Abstract

The Late Ordovician to early Silurian Benambran Orogeny had widespread effects in the Lachlan Orogen of southeastern Australia, including the Bendigo, Tabberabbera and Narooma zones. Much of the deformation in these zones has been attributed to formation of subduction complexes from accretion of Ordovician turbidites and has been a subject of ongoing controversy. The Narooma Zone subduction complex is more widely accepted because of the abundance of disrupted units, evidence for imbricated units and its metamorphic character. Imbricated and disrupted units consistent with a subduction accretion model also characterise the Tabberabbera Zone. A subduction complex model for the Bendigo Zone has been contested. Deep seismic profiles show a largely transparent upper crust down to ∼18 km of inferred Ordovician turbidites with a layered middle to lower crust of mafic volcanic rocks as shown by the Heathcote Greenstone Belt being traced from the surface to the middle crust.
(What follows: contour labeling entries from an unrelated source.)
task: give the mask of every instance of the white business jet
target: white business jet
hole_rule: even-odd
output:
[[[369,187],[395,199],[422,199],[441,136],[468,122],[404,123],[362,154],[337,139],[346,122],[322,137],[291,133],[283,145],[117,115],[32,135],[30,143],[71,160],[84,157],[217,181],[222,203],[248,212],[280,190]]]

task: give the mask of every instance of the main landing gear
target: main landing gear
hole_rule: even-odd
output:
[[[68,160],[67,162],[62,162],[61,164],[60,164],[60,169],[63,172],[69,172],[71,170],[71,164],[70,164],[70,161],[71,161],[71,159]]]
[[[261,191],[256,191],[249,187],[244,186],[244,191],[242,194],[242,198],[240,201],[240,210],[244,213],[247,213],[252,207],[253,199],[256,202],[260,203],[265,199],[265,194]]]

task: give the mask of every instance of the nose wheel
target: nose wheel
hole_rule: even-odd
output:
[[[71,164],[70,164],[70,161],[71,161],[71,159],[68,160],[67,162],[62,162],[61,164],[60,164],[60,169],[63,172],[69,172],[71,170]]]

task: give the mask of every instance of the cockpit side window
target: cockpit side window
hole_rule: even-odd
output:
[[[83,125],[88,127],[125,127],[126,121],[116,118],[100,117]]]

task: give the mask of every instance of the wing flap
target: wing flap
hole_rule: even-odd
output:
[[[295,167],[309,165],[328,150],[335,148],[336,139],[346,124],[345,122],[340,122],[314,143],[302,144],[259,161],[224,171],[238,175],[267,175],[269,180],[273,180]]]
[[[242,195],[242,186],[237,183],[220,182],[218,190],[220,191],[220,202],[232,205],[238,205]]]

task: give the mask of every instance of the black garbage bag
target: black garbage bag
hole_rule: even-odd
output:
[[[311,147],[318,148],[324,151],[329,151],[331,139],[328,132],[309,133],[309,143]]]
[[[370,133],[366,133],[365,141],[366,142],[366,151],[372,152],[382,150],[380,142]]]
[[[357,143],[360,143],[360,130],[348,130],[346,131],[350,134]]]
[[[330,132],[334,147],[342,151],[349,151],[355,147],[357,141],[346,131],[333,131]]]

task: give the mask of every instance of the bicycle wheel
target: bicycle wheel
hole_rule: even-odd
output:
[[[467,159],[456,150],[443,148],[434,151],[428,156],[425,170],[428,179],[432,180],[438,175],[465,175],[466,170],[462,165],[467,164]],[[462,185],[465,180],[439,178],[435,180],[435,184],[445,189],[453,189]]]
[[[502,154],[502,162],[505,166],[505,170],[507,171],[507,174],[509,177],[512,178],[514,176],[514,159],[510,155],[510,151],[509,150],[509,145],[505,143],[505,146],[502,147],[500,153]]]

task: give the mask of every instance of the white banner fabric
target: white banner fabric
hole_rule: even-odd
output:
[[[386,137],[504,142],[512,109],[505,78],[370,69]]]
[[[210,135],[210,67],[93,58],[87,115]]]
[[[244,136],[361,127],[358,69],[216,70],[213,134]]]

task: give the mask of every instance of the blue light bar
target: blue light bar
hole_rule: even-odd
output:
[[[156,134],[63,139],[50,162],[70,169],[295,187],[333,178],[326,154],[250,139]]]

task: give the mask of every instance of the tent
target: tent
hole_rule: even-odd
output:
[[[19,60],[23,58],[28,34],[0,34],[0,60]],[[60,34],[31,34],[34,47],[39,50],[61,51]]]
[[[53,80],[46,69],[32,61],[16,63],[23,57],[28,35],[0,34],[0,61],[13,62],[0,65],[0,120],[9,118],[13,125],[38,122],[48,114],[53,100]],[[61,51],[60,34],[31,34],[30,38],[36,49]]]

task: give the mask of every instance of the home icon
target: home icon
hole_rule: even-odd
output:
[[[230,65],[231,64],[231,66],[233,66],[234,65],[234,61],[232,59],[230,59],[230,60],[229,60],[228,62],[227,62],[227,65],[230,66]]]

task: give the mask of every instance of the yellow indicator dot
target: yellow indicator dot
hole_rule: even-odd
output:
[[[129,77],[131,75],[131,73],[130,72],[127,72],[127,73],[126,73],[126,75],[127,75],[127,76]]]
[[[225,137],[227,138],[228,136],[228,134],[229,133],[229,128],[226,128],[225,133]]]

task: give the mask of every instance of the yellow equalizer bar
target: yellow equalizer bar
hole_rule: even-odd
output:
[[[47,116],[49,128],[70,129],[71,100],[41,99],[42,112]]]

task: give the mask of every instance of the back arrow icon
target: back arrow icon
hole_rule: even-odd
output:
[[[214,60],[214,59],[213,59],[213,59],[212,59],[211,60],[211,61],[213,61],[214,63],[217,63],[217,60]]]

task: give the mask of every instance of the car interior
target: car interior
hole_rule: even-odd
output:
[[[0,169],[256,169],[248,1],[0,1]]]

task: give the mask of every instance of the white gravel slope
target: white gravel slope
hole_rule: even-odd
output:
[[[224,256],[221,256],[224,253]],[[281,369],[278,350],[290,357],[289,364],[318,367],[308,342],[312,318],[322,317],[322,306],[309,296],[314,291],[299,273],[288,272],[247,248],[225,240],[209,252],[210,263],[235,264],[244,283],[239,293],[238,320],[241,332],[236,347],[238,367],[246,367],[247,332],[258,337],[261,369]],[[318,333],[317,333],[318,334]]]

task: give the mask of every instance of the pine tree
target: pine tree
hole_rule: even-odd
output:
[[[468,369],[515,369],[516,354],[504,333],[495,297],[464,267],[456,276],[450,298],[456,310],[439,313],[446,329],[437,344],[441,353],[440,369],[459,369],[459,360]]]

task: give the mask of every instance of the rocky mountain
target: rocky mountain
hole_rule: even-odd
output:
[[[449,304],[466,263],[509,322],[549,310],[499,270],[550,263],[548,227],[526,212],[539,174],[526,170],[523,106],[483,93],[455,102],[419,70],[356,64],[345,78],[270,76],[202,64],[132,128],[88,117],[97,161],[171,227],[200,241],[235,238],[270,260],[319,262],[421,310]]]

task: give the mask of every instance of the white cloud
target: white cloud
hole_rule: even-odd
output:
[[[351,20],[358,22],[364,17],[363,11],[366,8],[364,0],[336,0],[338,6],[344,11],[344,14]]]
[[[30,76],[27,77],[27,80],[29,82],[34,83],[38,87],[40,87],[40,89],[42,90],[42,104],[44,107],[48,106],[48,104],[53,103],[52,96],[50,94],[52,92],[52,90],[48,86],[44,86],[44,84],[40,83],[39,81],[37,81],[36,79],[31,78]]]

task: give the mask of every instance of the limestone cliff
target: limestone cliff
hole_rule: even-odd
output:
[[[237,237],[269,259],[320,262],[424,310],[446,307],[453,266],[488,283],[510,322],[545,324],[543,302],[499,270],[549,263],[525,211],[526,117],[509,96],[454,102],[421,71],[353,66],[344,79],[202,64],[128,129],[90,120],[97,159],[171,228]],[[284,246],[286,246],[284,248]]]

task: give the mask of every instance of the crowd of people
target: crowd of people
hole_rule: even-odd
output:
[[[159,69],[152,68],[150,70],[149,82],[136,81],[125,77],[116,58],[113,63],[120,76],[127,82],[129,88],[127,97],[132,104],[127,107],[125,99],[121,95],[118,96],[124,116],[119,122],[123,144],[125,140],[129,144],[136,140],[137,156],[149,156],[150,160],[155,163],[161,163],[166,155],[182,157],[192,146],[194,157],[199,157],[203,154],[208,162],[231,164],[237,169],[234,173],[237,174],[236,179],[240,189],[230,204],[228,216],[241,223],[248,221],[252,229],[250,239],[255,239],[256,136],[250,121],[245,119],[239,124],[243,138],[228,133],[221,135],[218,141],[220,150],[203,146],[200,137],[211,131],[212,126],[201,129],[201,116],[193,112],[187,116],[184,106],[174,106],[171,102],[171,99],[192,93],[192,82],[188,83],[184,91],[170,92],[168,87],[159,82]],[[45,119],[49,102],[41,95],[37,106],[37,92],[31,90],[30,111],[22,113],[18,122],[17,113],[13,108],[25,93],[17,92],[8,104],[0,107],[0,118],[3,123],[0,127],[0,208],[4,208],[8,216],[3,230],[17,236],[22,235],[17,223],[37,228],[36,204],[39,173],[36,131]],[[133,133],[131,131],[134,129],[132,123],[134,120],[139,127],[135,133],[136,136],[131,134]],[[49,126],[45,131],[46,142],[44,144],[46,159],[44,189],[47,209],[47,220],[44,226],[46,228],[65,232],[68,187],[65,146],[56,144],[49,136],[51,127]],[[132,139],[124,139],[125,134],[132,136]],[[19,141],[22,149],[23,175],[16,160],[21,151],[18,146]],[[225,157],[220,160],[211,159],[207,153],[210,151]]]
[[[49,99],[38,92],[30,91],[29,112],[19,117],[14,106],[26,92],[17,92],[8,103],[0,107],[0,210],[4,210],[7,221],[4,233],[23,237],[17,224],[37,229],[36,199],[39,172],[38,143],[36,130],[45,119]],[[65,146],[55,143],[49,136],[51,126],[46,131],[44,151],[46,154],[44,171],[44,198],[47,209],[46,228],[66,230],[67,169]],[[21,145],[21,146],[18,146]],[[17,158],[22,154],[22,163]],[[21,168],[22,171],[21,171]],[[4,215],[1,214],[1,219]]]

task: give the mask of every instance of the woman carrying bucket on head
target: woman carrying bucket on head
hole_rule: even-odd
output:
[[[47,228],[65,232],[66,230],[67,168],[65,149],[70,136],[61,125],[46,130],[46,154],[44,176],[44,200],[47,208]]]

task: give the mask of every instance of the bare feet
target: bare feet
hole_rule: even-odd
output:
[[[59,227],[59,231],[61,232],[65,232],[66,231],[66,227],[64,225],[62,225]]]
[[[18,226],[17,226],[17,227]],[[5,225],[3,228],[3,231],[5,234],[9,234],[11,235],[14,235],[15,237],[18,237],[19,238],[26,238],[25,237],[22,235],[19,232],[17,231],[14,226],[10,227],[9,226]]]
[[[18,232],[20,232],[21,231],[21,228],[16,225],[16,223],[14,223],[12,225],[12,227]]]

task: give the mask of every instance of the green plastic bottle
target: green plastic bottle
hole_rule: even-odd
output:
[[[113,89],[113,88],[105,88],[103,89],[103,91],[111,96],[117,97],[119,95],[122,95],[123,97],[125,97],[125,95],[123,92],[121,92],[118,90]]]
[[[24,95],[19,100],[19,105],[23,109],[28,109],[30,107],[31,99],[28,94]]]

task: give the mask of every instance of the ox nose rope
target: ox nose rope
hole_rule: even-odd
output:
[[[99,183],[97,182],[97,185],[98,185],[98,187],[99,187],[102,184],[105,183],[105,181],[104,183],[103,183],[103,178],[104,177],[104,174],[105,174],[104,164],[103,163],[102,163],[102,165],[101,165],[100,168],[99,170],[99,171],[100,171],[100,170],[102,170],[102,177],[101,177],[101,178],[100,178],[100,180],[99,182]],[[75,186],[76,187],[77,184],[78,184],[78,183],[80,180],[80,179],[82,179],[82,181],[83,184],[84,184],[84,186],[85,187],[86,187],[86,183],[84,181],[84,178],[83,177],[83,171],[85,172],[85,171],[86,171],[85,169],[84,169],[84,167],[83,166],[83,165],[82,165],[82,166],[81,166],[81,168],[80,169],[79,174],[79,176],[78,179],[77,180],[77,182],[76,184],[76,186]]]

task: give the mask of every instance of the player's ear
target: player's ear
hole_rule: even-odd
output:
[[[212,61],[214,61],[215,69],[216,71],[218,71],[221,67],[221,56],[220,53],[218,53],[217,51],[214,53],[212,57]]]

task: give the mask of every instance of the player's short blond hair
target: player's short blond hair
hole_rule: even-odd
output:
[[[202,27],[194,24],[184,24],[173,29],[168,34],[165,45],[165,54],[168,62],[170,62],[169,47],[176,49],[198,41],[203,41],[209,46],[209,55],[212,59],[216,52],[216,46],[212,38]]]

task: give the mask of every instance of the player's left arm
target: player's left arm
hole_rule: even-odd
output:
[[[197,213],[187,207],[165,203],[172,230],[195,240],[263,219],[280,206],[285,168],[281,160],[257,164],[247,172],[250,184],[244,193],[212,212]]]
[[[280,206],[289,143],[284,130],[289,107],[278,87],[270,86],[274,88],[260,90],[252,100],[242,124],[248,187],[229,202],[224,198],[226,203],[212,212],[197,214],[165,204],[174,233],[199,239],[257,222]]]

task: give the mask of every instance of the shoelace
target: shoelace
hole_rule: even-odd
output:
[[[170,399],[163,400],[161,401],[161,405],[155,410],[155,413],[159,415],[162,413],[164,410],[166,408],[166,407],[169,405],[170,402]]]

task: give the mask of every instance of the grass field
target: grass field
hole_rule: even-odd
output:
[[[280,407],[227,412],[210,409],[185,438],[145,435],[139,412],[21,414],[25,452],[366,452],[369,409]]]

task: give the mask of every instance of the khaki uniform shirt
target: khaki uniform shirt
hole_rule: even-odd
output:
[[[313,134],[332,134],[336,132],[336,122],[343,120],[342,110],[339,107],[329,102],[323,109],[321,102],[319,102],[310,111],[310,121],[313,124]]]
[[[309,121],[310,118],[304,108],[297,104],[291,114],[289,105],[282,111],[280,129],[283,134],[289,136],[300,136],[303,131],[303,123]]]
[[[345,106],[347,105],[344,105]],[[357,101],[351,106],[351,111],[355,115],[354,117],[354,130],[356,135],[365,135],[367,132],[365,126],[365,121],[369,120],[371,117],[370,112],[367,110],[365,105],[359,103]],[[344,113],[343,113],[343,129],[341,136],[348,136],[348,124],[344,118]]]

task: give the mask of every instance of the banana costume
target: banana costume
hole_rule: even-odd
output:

During the Benambran Orogeny, the Bendigo Zone is interpreted as a rapidly formed mega-subduction complex with ∼50 km crustal thickness. This is an exceptional thickness and much thicker than subduction complexes in Japan and the Barbados Accretionary Complex but more comparable with southeastern Alaska where the Chugach terrane (subduction complex) and underplated mafic igneous rocks have a present-day crustal thickness up to 30 km. Anomalous thick crust of the Bendigo Zone subduction complex is related to the huge volume of subduction inputs, with Cambrian fore-arc–backarc crust and the overlying thick Ordovician turbidite fan, resulting in a double décollement associated with the megathrust now represented by the Mount William Fault. The Benambran Orogeny is an example of widespread shortening reflecting rapidly initiated subduction zones with a short-lived history rather than long-lived subduction typical of the modern eastern Pacific Ocean.